In the Dallas show, the piece that best qualifies Owens as a champion of painting is Untitled (2014), originally displayed in the 2014 Whitney Biennial. This painting quotes an image from an inspirational poster that depicts a goofy boy and his dog, clinging to the end of a rope, with text that reads: “When you come to the end of your rope, make a knot, and hang on.” Owens recreated the image on a grand scale, and utilized digital processes to fracture the cartoon imagery. She expanded her mastery of material and went for broke. According to one of her assistants, “We went from using four screens to about thirty” on the work. It makes for a long list of media: ink, silkscreen ink, vinyl paint, acrylic, oil, pastel, paper, wood, solvent transfers, stickers, handmade paper, thread board, and glue on linen and polyester, five parts. The “five parts” on this list seems confusing because Untitled (2014) appears to be one canvas, but only one can be seen, with four other paintings arranged behind it, like Russian nesting dolls inside the stretchers. The inclusion of elements that cannot be seen by the viewer reveals the concept-heavy influence of the faculty during her graduate studies at CalArts. Owens often includes seemingly arbitrary elements into her work, like a hidden speaker, bicycle wheels, or even sound bites on a website. These work like a conceptual cherry on top of her work, adding one more layer. In her Untitled (2014), the hidden components possibly refer to all the ideas that go into a work but are never visible.

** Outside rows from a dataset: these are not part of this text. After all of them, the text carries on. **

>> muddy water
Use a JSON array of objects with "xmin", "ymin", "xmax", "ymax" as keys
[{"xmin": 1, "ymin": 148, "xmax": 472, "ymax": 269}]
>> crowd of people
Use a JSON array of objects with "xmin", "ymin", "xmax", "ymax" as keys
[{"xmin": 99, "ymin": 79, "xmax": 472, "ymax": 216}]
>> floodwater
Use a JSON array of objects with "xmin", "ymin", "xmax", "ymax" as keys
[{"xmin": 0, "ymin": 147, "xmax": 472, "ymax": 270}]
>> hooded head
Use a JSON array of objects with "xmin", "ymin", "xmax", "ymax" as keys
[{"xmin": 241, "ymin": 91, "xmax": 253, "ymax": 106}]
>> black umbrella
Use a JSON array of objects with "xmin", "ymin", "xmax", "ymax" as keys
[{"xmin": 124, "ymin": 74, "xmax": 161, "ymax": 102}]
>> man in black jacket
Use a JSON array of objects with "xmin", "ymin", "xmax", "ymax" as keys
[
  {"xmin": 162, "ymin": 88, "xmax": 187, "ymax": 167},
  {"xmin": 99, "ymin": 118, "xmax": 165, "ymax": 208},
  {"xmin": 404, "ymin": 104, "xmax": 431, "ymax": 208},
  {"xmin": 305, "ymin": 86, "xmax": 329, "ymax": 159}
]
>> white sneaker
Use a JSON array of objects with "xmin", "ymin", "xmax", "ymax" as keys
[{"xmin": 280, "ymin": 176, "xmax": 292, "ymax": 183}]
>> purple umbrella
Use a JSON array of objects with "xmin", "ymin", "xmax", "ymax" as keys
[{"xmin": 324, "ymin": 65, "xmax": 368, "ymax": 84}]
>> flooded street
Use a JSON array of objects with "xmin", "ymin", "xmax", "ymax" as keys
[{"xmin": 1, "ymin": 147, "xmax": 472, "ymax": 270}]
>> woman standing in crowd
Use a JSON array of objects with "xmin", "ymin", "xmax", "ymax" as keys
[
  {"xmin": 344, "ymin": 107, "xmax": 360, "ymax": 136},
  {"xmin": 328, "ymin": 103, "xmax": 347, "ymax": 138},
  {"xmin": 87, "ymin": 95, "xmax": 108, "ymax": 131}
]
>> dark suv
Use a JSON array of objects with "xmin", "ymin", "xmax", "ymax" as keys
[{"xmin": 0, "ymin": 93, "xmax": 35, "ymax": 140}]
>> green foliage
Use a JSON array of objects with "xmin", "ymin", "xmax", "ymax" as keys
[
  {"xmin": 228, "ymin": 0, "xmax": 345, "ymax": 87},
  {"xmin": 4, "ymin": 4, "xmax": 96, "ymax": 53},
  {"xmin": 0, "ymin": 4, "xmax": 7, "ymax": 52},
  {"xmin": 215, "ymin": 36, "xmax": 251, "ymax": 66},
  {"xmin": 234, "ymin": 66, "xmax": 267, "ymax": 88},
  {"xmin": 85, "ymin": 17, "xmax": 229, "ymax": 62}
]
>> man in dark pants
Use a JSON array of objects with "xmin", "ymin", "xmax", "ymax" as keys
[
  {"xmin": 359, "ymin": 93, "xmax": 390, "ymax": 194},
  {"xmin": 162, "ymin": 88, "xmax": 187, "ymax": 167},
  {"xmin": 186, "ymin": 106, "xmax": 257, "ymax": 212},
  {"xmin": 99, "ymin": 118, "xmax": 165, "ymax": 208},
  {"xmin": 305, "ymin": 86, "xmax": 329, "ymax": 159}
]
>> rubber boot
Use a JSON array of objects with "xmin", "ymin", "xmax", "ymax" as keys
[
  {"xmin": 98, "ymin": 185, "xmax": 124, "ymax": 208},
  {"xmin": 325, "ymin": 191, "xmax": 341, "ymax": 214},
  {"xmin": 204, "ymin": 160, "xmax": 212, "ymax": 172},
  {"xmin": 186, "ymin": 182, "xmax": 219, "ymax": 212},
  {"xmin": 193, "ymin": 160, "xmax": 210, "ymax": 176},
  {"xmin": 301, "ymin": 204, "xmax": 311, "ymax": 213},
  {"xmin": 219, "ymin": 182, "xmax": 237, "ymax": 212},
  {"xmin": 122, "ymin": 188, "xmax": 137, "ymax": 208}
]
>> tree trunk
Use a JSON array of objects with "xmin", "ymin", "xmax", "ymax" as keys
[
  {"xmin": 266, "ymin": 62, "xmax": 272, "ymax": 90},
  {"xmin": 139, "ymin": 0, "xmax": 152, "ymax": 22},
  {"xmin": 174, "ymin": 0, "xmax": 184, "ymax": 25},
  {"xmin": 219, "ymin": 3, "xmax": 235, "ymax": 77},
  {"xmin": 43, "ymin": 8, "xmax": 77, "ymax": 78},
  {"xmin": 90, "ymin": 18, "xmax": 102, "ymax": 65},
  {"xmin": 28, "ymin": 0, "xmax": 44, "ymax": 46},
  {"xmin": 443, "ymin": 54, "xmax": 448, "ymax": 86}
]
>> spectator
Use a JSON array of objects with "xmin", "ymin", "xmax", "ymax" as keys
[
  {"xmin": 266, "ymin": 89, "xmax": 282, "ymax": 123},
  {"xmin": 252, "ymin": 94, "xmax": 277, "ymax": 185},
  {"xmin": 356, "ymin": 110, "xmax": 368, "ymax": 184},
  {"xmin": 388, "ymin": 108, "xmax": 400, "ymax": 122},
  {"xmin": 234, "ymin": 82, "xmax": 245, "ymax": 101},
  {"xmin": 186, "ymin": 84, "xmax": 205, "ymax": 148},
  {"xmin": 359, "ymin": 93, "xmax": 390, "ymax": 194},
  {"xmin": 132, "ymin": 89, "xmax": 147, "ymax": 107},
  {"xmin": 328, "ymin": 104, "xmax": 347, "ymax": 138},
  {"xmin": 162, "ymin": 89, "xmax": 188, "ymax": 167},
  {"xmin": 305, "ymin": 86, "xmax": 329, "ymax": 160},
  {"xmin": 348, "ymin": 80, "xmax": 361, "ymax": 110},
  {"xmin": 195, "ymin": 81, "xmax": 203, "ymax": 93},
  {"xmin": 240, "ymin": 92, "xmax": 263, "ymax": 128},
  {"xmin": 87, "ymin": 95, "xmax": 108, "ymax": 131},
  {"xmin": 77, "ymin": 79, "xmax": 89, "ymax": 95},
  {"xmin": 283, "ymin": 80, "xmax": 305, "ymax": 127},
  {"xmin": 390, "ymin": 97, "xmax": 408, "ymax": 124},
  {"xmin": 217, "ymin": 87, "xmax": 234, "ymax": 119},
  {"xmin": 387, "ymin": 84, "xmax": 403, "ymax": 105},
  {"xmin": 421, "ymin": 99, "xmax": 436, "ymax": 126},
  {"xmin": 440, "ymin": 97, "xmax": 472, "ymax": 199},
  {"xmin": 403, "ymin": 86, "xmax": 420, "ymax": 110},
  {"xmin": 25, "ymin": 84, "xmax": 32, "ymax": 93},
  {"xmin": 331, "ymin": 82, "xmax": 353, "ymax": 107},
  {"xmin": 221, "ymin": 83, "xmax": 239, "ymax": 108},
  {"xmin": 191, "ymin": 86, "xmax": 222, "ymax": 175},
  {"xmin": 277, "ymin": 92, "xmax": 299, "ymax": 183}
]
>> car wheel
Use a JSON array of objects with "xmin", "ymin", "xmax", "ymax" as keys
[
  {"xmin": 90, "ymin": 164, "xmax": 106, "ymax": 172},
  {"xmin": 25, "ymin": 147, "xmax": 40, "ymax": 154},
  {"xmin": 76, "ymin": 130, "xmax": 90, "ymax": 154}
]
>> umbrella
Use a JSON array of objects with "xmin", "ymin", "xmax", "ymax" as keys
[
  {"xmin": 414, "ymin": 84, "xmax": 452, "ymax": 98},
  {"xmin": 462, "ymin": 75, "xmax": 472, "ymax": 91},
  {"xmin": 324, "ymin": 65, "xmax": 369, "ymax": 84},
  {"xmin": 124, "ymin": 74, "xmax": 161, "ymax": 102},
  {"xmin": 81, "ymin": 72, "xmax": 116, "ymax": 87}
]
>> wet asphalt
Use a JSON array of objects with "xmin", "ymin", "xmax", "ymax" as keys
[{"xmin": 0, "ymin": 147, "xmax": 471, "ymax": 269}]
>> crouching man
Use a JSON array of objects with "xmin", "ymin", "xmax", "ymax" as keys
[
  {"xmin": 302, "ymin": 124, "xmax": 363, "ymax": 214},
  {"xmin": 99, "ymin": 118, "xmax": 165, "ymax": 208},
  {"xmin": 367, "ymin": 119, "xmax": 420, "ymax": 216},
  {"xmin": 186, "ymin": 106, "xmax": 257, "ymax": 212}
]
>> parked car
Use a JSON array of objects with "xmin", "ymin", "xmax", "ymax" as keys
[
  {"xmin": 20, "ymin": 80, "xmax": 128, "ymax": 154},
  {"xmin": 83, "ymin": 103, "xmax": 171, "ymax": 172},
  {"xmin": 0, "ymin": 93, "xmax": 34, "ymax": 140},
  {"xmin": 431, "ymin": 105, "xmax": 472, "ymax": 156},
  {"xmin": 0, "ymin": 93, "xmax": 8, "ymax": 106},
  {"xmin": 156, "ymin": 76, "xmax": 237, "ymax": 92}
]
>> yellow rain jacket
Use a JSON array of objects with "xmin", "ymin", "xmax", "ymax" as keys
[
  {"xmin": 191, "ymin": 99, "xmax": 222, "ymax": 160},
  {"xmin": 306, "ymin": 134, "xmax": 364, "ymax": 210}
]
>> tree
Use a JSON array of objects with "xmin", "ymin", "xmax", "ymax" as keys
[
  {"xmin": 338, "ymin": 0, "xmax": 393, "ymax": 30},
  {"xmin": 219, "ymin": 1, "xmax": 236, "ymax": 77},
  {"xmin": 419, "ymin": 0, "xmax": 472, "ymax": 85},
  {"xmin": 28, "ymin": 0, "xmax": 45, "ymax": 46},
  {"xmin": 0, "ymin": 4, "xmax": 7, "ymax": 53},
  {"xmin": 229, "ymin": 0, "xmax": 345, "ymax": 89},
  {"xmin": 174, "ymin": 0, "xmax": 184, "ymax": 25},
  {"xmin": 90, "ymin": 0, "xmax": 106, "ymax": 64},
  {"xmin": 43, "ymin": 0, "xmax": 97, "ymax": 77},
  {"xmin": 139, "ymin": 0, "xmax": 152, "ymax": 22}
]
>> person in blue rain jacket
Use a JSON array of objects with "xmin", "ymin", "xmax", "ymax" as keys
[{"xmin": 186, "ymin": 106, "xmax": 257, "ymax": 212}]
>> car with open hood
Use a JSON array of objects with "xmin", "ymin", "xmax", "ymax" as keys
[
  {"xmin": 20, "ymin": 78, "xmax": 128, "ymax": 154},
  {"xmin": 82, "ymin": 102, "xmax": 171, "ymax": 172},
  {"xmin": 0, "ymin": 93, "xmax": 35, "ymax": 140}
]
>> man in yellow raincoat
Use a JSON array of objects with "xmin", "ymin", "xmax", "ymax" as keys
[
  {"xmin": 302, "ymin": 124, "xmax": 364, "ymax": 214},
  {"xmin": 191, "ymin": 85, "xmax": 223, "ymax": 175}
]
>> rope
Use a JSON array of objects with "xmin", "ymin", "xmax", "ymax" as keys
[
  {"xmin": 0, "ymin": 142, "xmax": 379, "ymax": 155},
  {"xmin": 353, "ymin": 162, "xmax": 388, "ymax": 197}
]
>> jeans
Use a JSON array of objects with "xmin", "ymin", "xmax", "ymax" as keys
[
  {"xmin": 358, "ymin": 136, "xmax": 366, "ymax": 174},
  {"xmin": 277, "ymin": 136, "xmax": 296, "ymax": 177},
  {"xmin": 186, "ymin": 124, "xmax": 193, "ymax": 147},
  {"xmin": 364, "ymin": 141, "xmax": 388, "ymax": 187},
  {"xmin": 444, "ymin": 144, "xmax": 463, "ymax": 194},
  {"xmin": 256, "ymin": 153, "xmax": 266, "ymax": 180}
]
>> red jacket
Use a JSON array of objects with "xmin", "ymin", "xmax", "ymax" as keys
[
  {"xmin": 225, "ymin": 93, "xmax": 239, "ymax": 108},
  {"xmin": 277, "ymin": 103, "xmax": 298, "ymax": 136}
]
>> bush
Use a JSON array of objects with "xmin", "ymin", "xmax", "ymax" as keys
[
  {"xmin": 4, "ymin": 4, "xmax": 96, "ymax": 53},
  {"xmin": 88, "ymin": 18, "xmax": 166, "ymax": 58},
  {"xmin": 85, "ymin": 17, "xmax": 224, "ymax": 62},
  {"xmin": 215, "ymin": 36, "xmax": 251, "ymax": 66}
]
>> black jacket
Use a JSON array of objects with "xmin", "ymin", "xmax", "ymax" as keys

Gentileschi’s Self-Portrait as the Allegory of Painting also alludes to a painting we cannot see, thus creating another connection to Owens’ work. Both women excel in their field, but connecting them because of their gender is a red herring. Gentileschi’s story is often told as one of tragedy and resistance. In her Self-Portrait, Gentileschi wore a gold chain, which is a symbol for the cannon of painting. She incorporated this in her painting as if to say that she deserved to be considered, which she should be, and not because she was woman, but because she was a good painter.
Laura Owens is no different. She too deserves to be included in the canon of painting because she, like Gentileschi, took the developments of previous painters and blended them into something new, but devoid of many of the macho conventions of previous generations. Owens manipulates space, drawing the viewer into her layered and complex world, much like the one we live in. Her show at the Dallas Museum of Art does something different. It becomes a playground where figuration and abstraction frolic. Complex media choices play hide and seek. Conflicting elements hold hands and skip across the room. Laura Owens reminds us of the joy of painting, and that she has forged her own link in the chain of great painters.
Correction: An earlier version of this text mentions that the exhibition catalog is the brainchild of Scott Rothkopf. It is in fact a collaboration between Rothkopf, the artist, Tiffany Malatooki, and Asha Schechter.